Under the spreading influence of this whimsical delicacy, the commonest terms and phrases are shifting their dress, and strutting in fantastic finery. No man eats with you, on a public occasion, but assists at your dinner; and the butcher, who helps to provides you, is now a purveyor of meat; while your poulterer is gradually rising to the Turkey merchant.

But this spirit of refinement does not confine itself to the little moralities of life, but plays about the confines of religion, and stretches over the whole province of literature and taste. In our catalogues of books we find the Flowers of Infidelity, Religious Courtship, the Gentleman's Religion, the Dance to Eternity, the Box of Precious Ointment, the Perfumes of Grace, and Voltaire's Philosophical Works, recommended in the same line, as being very deistical, and elegantly bound.
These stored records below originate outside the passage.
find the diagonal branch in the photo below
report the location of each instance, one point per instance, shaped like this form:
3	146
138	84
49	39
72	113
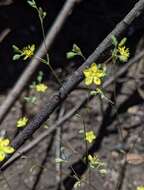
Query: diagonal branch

This effeminacy of character, which in the high concerns of religion has the air of buffoonery, produces a sad debility and languor in the objects of taste. A sickly thirst for novelty, local allusion, puerile point, and puny sentiment, has banished from the stage all the higher parts of poetry. The great display of general manners, the manly strokes of antique colouring, and the reign of character is gone for ever; in their place have arisen a train of fleeting topics of the day and the hour, such as the fungous growth of news-paper anecdotes supplies. A piece of news is hardly certain till it is confirmed at one of our playhouses; and

finds its way to the Theatre Royal before it can reach the Royal Exchange.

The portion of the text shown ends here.